One thing Bunbun3x may want to do is simply ask how many reference letters this person has given in the past, and (perhaps subtly) whether or not they worked out.
 
  • #8
I went to a grad school info session at my college recently and heard that it's almost always a better idea to ask the supervisor. Although your supervisor might not know you as well, he/she would be able to make a more convincing case as someone with more experience. If the supervisor doesn't know you particularly well, then they will probably ask the engineer in charge.
 
  • #9
Thanks for all the feedback. The engineer in charge of my lab has mentored a lot of other undergraduates before and has been responsible for the maintenance of the upper division physics lab course at my university for over 15 years so I believe he does have a good gauge of students' academic abilities; I've seen him talking to students and working with them plenty of times when I took the lab course myself. I guess the best thing to do now would be to ask if he has written any letters of recommendation before and how they turned out.
 

1. What should I include in my request for a letter of recommendation?

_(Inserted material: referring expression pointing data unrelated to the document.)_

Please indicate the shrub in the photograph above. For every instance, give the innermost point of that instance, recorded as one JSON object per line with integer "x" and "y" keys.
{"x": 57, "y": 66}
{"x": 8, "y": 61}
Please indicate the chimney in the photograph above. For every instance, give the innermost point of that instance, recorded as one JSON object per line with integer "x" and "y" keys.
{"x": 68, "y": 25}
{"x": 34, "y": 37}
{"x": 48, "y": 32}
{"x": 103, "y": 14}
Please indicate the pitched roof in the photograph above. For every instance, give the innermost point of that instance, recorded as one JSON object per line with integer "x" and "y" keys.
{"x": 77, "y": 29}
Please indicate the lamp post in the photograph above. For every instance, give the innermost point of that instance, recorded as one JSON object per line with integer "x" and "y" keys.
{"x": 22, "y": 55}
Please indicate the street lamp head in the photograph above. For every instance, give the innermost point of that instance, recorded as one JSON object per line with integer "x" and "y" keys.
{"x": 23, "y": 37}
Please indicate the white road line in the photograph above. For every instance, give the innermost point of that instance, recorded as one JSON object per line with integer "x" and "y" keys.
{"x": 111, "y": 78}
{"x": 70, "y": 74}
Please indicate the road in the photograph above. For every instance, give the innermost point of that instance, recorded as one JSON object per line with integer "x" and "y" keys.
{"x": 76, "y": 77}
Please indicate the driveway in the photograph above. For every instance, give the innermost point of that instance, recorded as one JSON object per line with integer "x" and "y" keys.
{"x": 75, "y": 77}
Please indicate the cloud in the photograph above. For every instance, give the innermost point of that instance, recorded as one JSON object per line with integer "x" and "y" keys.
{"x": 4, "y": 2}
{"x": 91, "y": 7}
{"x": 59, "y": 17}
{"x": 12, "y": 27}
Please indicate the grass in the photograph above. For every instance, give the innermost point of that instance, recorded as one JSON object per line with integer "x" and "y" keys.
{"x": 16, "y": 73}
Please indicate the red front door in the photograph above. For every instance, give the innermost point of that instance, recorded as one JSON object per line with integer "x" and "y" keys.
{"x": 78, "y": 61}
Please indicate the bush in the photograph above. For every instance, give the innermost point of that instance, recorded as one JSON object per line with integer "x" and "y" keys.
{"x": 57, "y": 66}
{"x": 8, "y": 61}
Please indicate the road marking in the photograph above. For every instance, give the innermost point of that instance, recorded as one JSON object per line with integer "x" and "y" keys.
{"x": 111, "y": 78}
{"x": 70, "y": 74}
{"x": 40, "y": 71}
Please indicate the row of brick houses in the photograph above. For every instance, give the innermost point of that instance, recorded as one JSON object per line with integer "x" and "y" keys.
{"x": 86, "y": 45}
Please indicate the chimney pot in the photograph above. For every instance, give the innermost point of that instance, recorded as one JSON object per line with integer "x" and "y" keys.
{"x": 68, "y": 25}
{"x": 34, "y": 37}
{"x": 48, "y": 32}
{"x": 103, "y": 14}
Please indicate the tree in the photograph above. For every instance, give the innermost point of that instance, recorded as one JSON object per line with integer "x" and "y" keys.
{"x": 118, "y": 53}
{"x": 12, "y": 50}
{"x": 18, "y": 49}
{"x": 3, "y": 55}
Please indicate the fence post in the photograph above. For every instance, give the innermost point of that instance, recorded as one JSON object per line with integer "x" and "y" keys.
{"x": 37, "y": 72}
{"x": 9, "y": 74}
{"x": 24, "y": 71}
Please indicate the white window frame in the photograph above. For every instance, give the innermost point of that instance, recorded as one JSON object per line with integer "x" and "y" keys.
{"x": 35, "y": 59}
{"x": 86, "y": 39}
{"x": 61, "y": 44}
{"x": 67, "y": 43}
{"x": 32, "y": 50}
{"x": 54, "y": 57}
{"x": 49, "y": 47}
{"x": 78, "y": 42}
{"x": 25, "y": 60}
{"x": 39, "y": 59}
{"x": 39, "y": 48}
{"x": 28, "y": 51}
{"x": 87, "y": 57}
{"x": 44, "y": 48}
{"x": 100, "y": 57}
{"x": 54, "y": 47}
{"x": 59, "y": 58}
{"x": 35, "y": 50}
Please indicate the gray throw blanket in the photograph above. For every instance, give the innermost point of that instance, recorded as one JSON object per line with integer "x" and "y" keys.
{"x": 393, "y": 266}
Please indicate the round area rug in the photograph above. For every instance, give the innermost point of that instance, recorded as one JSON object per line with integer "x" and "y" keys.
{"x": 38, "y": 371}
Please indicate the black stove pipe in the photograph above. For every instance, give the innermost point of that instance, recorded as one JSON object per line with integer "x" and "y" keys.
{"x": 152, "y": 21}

When requesting a letter of recommendation from a professor for graduate school, you should provide them with a clear and concise summary of your academic and professional achievements, your goals for graduate school, and any other relevant information that will help them write a strong letter on your behalf. It is also helpful to remind them of specific projects or assignments you worked on with them, so they can speak to your strengths and skills.

2. How should I ask for a letter of recommendation from a professor?

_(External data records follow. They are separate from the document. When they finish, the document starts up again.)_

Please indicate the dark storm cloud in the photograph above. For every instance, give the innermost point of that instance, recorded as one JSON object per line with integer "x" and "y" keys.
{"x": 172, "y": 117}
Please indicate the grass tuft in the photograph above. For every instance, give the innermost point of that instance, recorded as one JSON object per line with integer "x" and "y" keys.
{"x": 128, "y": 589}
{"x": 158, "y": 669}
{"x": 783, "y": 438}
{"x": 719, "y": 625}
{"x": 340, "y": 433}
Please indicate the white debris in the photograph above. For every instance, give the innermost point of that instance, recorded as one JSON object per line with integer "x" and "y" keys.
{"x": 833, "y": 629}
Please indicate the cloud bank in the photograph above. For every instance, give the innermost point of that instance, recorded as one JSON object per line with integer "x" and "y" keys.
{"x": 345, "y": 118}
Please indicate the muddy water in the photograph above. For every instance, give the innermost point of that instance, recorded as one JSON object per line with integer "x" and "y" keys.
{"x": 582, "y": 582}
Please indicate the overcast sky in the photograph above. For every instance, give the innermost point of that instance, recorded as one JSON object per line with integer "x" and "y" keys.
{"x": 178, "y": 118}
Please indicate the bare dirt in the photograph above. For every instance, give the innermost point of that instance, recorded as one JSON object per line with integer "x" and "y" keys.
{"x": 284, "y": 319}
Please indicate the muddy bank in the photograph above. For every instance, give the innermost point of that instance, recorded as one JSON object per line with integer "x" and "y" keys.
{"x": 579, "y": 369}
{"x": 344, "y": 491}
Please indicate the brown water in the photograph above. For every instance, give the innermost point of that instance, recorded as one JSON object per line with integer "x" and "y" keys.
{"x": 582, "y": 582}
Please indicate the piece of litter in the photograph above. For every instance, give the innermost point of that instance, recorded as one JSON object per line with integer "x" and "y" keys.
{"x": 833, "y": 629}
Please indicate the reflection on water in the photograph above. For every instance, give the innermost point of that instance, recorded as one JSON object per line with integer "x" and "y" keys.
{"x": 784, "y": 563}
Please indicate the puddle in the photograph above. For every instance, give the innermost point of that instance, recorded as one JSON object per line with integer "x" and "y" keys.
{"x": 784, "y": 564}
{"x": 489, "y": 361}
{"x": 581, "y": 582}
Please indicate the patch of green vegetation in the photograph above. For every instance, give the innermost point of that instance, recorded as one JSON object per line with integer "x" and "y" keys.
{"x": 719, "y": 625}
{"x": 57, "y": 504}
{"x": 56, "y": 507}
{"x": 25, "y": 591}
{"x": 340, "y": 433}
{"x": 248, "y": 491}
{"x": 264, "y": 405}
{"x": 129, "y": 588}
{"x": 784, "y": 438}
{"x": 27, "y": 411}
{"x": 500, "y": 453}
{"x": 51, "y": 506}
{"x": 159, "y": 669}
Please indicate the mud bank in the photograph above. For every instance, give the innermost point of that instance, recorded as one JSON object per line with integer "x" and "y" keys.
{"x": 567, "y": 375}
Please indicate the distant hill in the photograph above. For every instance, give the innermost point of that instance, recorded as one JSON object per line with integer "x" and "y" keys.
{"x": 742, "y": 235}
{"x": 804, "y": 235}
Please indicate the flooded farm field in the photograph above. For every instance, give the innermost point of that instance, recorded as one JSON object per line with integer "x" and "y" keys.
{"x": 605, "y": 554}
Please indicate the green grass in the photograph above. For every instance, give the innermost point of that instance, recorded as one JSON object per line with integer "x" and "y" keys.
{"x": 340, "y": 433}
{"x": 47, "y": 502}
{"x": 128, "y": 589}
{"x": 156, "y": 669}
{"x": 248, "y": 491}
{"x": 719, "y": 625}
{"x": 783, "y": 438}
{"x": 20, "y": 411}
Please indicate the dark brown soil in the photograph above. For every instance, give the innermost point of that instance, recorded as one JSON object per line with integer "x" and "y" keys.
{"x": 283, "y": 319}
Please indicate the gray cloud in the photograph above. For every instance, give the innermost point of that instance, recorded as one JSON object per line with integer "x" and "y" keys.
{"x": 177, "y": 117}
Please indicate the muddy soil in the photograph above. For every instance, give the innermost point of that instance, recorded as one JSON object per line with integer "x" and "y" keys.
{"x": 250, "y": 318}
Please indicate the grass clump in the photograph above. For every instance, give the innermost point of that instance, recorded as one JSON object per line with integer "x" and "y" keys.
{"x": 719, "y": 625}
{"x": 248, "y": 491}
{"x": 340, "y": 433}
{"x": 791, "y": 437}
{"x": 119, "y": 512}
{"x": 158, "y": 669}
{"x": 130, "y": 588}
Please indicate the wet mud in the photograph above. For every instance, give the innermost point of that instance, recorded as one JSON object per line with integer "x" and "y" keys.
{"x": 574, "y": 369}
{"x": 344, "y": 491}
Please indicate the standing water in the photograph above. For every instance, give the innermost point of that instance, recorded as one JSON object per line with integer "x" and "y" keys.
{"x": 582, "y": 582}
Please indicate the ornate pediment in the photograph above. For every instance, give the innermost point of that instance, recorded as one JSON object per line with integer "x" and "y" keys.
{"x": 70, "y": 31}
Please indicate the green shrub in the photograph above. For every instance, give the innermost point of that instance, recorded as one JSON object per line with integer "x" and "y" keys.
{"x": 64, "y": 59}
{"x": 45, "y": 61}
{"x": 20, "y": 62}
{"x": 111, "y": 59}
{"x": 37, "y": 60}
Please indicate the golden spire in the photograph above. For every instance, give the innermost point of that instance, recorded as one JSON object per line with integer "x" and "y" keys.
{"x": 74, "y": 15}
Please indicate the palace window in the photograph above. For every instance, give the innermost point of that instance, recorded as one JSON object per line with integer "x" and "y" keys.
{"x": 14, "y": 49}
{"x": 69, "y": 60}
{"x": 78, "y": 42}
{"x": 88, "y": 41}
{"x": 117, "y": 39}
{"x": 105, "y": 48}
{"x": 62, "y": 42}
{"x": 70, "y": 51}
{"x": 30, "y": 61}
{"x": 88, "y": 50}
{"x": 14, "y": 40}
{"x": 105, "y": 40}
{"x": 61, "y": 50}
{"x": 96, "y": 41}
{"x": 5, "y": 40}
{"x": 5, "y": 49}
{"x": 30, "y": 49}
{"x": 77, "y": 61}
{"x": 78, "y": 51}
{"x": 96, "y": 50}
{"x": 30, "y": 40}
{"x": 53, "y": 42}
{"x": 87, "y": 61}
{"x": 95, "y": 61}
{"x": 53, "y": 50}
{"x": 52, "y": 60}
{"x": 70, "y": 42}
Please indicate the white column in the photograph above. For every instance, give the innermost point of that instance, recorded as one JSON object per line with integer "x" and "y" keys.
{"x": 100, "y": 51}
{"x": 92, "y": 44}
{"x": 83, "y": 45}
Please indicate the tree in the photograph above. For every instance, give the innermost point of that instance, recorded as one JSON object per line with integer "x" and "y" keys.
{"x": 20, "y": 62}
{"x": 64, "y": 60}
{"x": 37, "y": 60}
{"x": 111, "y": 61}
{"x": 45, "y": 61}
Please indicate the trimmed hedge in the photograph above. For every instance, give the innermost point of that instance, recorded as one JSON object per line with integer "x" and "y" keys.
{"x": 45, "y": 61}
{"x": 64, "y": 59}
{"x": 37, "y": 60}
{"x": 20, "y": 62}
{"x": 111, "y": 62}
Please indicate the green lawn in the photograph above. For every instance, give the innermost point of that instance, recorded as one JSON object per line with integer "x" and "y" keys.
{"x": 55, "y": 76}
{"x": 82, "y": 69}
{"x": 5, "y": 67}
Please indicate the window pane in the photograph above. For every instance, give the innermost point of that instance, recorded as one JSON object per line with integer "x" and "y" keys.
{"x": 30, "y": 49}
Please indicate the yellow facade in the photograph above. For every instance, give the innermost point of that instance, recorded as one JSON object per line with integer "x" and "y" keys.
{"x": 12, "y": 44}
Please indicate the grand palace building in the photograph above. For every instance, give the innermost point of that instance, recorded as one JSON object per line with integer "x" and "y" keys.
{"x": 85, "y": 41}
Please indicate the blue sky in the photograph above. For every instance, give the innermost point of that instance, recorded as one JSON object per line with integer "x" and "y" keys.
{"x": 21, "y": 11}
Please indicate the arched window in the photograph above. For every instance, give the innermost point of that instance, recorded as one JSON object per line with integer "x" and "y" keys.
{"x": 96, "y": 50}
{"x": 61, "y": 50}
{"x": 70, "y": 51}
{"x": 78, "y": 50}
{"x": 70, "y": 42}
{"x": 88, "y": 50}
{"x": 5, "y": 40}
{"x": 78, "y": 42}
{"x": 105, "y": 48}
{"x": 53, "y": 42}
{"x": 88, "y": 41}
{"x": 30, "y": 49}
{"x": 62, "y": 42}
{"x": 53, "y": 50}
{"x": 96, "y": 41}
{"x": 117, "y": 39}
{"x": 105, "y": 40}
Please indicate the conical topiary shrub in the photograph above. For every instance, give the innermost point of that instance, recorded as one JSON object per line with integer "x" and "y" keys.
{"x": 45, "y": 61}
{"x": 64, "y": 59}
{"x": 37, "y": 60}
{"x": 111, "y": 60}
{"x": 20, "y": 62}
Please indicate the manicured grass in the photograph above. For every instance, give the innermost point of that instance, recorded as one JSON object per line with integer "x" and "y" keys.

When asking for a letter of recommendation, it is important to do so in a professional and respectful manner. You can start by sending an email or scheduling a meeting with the professor to discuss your request. Be sure to give them enough notice, at least 2-3 weeks, before the deadline and provide them with all the necessary information they will need to write the letter.

3. Is it better to ask for a letter of recommendation in person or via email?

It is generally considered more appropriate to ask for a letter of recommendation in person, as it shows that you value the professor's time and effort. However, if it is not possible to meet in person, sending a formal email with all the necessary information and a polite request can also be acceptable.

4. How many letters of recommendation should I ask for?

It is recommended to ask for at least three letters of recommendation for graduate school applications. These letters should come from professors or other academic professionals who can speak to your academic abilities, research experience, and potential for success in graduate school. It is important to choose recommenders who know you well and can provide detailed and personalized letters.

5. Should I waive my right to see the letter of recommendation?

It is generally recommended to waive your right to see the letter of recommendation. This shows that you trust and respect the professor's opinion and that the letter will be an honest and unbiased evaluation of your abilities. Most graduate schools also prefer to receive confidential letters of recommendation. However, if you have any concerns about what the letter may contain, you can always discuss it with the professor before they submit it.